Olehnya itu, ibarat vampir, pajak adalah darah bagi sistem ekonomi neoliberal. Apapun akan dikenai pajak. Karena paradigma sistem ekonomi neoliberal menjadikan pajak sebagai penopang pendapatan negara, sehingga sulit untuk dihilangkan.
Berbeda dengan hal di atas, dalam sistem Islam sebenarnya dikenal juga istilah pajak, hanya saja kondisinya berbeda dengan yang ada pada sistem saat ini. Karena pajak dalam sistem Islam tidaklah dijadikan sebagai sumber pemasukan utama negara dan tidak semua warganya dikenai pajak. Pajak pun diberlakukan jika kondisi kas keuangan negara mengalami kekosongan, namun setelah membaik maka pajak secara otomatis akan dihentikan.
Sementara itu, APBN sebuah Institusi Islam sumber pemasukan tetapnya yang menjadi hak warga negara dan masuk ke baitulmal yaitu: Pertama, Fai’ (Anfal, Ghanimah, Khumus). Kedua, jizyah. Ketiga, kharaj. Keempat, ‘usyur. Kelima, harta milik umum yang dilindungi negara. Keenam, harta haram pejabat dan pegawai negara. Ketujuh, khumus rikaz dan tambang. Kedelapan, harta orang yang tidak mempunyai ahli waris. Kesembilan, harta orang murtad.
Hal tersebut tetap menjadi pemasukan negara, ada atau tidaknya kebutuhan.

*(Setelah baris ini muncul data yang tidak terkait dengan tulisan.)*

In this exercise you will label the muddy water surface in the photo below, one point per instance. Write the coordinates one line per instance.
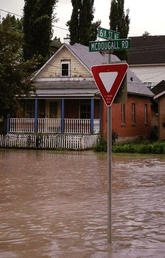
(55, 205)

Pemasukan pajak pun tidak bersifat tetap, pemasukan ini bersifat instrumental karena Islam menetapkan kepada kaum muslim fardhu kifayah untuk memikul kewajiban pembiayaan, ketika dana tidak ada di baitulmal. Karena hal itu menjadi instrumen untuk memecahkan masalah yang dihadapi negara, yang dibebankan hanya kepada umat Islam.
Selain itu juga pemasukan tersebut bersifat insidental, karena tidak diambil secara tetap, bergantung pada keperluan yang dibenarkan oleh syara’ untuk mengambilnya.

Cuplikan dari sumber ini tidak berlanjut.